I'm having a hard time wrapping my head around the overall caching performance topic. Should we tackle it case-by-case, for each adapter, since it's mostly an optimization conversation? Or should we do it top-down, re-designing the entire workflow of caching across the board?

In any case, this specific issue I will re-label as enhancement rather than a bug.

It's as much a statement on whether in this specific instance, performance is a must-have or a nice-to-have; that it is a acknowledgement that there is no easy fix here:

comp615 commented 1 year ago

Not sure how to help push on this or if anything will come, but wanted to throw another data point on and see if I can help encourage further research here. I'm not sure why our performance is so bad, so hopefully some of this helps.

In CI we run:

dbt --cache-selected-only build --target staging --select state:modified+ --store-failures --fail-fast  --exclude tag:limited
dbt --cache-selected-only docs generate --target staging --no-compile

I created a sample PR with just a trivial change in a leaf note, and this results in the following output:

00:15:21  Running with dbt=1.2.2
00:17:37  Found 1968 models, 3505 tests, 1 snapshot, 2 analyses, 1050 macros, 0 operations, 25 seed files, 743 sources, 8 exposures, 0 metrics
00:21:30  
00:21:32  Concurrency: 12 threads (target='staging')
00:21:32  
00:21:32  1 of 1 START table model mixer_9380.xpt_table_test ........ [RUN]
00:21:39  1 of 1 OK created table model mixer_9380.xpt_table_test ... [CREATE TABLE (137.6k rows, 14.1 MB processed) in 6.24s]
00:21:39  
00:21:39  Finished running 1 table model in 0 hours 0 minutes and 8.95 seconds (8.95s).
00:21:40  
00:21:40  Completed successfully
00:21:40  
00:21:40  Done. PASS=1 WARN=0 ERROR=0 SKIP=0 TOTAL=1
00:21:49  Running with dbt=1.2.2
00:22:53  Building catalog
00:29:29  Catalog written to /workspace/dbt/target/catalog.json

I'm trying to debug and understand what happens:

Not shown: our CI copies the manifest and run_results from the previous prod run. We do have 120 +schema: usages, and ~126 sources.yml files. So based on others reading, it seems like spanning across so many datasets may be problematic?

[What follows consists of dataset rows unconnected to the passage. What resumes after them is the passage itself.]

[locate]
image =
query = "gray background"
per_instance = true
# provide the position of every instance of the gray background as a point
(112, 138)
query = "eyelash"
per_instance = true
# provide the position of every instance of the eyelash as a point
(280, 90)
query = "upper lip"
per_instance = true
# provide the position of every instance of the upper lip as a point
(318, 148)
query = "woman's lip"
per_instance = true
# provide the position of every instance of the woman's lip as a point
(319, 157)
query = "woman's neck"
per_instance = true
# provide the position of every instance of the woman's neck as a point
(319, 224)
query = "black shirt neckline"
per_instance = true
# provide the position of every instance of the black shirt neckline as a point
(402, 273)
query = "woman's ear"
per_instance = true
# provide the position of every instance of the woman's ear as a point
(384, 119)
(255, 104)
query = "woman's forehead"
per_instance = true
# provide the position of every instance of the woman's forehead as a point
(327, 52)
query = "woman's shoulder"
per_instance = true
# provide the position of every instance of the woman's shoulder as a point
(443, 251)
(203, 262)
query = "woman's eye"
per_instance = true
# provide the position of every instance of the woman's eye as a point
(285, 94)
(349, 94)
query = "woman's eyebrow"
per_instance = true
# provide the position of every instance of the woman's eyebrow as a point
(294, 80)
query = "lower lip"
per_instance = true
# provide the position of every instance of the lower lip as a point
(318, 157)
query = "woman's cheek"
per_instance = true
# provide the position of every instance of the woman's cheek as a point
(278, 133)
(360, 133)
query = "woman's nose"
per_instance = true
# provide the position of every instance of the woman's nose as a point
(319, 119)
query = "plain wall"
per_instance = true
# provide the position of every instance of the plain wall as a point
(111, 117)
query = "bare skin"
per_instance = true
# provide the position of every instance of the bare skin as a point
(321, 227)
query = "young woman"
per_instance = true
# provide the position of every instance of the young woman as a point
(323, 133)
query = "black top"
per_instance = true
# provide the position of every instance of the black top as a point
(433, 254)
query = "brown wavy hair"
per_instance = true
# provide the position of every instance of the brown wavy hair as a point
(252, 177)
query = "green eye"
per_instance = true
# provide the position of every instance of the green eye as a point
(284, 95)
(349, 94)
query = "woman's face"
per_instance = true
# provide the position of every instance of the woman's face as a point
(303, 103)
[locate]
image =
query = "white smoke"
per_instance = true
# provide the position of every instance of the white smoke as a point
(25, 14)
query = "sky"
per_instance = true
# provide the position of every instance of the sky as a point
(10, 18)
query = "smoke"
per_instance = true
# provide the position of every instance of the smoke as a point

I tried --cache-selected-only but didn't really see any gains from that.

github-actions[bot] commented 11 months ago

This issue has been marked as Stale because it has been open for 180 days with no activity. If you would like the issue to remain open, please comment on the issue or else it will be closed in 7 days.

github-actions[bot] commented 11 months ago

Although we are closing this issue as stale, it's not gone forever. Issues can be reopened if there is renewed community interest. Just add a comment to notify the maintainers.